かまぼこ社長の無常ブログ

The most beautiful dirt you've ever seen

変わりゆく自分を前にして思うこと

2年前の日記を開いたら、別人が書いたような文章が目に飛び込んできた。字はみみずのように曲がっているし、言いたいことも意味不明。これが本当に自分の文章かと疑いたくなるけど、どうやら間違いなく自分が書いたものと認めざるを得ない。


内容もまたすこぶる陳腐で、その日は大学の時の友人と会っていて「月収80万の仕事に転職するんやけど、どう思う?もう面接の日程とかは決まっててさぁ」とかいう相談を受けていたらしい。


そんな出来事について思ったことをちんたらぶらぶらと書いていたのが、その2年前の今日だ。そもそも話の内容が浅はかで情けなくなるし、それに関しての自分の日記のまとめ方なんかもう・・・。どこを切り取ってもレベルが低い。なんとも情けない限り。いやー過去の自分ならどれだけでも貶してくれて結構です、本当に。


それに比べると最近の日記は、割と要領を得て納得いく形で書けていると思う。字のきれいさは8割増しになり、文章自体も幼稚園児の落書きから高校生の読書感想文くらいまでにはレベルアップした。書く内容・視点・表現力も少しずつ変化しているのを実感している。まだまだ目指すレベルには程遠いけど。


2年間。
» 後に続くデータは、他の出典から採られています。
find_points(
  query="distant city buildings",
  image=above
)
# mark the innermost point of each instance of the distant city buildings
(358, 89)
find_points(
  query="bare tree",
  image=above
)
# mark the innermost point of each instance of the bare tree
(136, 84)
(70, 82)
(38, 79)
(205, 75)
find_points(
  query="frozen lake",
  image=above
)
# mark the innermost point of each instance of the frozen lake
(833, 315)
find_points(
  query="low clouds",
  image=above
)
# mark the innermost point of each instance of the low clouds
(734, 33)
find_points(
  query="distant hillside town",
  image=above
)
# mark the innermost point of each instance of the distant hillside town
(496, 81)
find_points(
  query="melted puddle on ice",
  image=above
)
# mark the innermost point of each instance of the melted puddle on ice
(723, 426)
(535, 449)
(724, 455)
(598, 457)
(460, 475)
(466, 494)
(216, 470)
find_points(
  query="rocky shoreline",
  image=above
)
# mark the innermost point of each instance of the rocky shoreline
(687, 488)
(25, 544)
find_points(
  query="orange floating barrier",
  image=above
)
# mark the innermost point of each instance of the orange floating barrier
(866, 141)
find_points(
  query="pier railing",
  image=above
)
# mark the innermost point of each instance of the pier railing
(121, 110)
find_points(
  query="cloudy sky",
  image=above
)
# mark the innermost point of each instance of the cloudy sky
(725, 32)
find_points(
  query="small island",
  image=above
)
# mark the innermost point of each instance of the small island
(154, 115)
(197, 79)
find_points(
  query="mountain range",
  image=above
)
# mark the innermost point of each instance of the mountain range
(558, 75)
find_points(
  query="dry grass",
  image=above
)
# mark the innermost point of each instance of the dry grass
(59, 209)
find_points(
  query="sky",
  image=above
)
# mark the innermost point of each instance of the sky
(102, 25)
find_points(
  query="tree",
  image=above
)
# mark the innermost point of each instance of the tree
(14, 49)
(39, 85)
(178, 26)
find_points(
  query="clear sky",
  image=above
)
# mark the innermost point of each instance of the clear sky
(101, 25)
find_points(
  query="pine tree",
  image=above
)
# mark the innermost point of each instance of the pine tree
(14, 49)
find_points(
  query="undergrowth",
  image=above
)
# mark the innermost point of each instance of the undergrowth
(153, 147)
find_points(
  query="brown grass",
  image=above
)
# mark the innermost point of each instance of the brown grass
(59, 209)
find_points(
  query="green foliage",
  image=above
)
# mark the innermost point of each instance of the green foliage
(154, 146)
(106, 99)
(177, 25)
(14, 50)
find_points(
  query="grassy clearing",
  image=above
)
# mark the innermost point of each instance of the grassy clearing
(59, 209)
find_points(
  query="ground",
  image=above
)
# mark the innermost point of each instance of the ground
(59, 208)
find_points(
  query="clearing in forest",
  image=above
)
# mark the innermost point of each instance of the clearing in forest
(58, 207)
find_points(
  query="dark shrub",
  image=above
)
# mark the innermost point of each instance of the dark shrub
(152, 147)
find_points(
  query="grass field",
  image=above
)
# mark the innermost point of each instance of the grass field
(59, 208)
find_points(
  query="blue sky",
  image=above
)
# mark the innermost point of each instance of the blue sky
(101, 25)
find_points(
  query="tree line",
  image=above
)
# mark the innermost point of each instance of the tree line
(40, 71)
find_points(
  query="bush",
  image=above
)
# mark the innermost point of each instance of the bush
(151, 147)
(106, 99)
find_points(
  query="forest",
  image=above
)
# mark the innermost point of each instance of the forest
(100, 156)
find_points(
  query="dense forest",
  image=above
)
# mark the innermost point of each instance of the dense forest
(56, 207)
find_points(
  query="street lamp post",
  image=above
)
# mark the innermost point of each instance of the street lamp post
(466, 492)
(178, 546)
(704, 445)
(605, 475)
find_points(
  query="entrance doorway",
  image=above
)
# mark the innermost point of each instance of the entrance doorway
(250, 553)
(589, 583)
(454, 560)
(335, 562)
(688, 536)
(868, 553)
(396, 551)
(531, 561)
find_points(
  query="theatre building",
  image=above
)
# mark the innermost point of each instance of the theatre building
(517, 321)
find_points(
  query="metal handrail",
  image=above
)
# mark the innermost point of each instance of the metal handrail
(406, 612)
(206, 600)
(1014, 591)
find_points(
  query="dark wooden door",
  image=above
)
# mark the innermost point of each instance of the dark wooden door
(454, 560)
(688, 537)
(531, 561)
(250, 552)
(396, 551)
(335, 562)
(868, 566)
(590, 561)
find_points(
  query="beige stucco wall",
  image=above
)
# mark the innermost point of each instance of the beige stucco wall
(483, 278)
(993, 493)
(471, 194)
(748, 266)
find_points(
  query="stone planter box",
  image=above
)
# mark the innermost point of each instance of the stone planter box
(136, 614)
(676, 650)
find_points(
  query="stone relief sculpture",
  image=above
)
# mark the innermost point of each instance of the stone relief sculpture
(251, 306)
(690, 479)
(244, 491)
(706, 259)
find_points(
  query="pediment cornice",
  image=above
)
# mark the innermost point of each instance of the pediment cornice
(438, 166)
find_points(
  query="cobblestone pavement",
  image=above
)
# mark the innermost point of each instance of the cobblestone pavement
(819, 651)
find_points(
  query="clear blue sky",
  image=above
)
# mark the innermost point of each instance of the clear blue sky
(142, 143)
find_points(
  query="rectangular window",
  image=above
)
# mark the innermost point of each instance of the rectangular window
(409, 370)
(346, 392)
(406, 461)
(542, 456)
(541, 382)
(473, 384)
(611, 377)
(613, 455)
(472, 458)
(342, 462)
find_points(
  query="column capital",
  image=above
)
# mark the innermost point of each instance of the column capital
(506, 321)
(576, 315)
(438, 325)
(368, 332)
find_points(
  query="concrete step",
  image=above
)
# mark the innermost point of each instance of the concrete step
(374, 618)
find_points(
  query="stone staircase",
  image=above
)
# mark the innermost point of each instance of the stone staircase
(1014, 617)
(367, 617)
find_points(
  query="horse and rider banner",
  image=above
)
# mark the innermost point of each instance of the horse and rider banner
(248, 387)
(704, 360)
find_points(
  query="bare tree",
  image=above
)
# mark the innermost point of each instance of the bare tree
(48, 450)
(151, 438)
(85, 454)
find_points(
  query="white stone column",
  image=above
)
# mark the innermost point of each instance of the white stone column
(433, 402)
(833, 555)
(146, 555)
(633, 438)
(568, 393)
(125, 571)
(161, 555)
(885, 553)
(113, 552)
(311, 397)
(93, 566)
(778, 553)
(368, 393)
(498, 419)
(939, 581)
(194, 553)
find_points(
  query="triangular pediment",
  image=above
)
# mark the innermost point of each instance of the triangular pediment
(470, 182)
それは短いようでとても長く、人が変化するにはある意味十分な時間なのかもしれない。数字に置き換えればたかだか730日なんだけど、馬鹿にはできない時間の束だ。その中で、ある人は成長し、ある人は退化する。その人の考え方や行動次第でどうにでもなるものだと思う。そういう意味で自分は常に前向きに進化していきたいとずっと思っている。


2年前の日常なんかそこら辺にまだ転がっていて、手を伸ばせば拾えそうな気がする。あの時に誰がどう言ったとか、どう感じたとか、あらゆる感触がまだ手の中に残っている気さえする。感覚的にはほんの最近のことだけど、それは遠い昔の出来事なのだ。



そういえばここ数年間で、あらゆるものが変わった。例えば人間関係。仕事やプライベートに関わらず、新しい人が現れては流れるようにどこかへ消えていった。村上春樹の「ダンス・ダンス・ダンス」にも似たような描写があったけど、本当に沢山の人が自分の部屋に入ってきては、次々と目の前を通りすぎてドアから出ていってしまった。自分が知らない世界に生きる人、違う価値観を持った人、そして少しばかり心が通じ合ったと思えた人ー みんなどこかへ行ってしまった。理由はわからない。でもきっと村上春樹が描く「僕」みたいに、自分は何かと気難しい人なのかもしれない。それに、自分が「変わろう」としている限り、周りの環境や人間関係も自ずと変化するものなのだ。そう考えると、去っていったのはあくまでも彼らではなくて、自分自身の方なのかもしれない。


とにかく数年前から同じ状態を保ちながら残っているものなんて、自分の周りには何一つない。人間関係・物事への熱意や関心など、あらゆるものが変わった。それを成長と呼べるのなら嬉しいことではあるけど、それと同じくらい大きい不安に飲み込まれてしまいそうになるのも事実である。自分の人生がどうもパッチワークみたいな継ぎはぎでできているような気がしてきて、その一貫性のなさがザクザクと胸を刺すのだ。


「変わらない」ということは時には「安定」を意味するのかもしれない。何も考えずにぼうっと時間を空費するサラリーマンが心底羨ましくなることもある。規則正しい生活・安定した収入・保証された身分、そんなものを遠目で指をくわえて眺めている自分もいる。でも自分はその道を選ばなかった。険しい道のりになることを覚悟して起業し、事業をするという選択をしたのだ。そう、すべてはないものねだりなのだ。


今抱えている鬱蒼とした不安はきっと成長の裏返しなのだろう。日々変わりゆく自分の肉体や精神にたいして不安を抱くのは、思春期で成長期の子供によくあることではないか。そう考えると少し肩が軽くなった気がする。


今日、こんなことを書いているけど、2年後の自分は日記に何を書くのだろう?そしてこの記事を見て何を思うのだろう?昔話として笑っているだろうか。それとも笑えない冗談として顔を歪めるだろうか。いずれにせよ今とは違った他人のような自分が見ているのは明らかだ。満を持してその時を待とう。その時は銀行の残高も成長していたら嬉しいなぁ。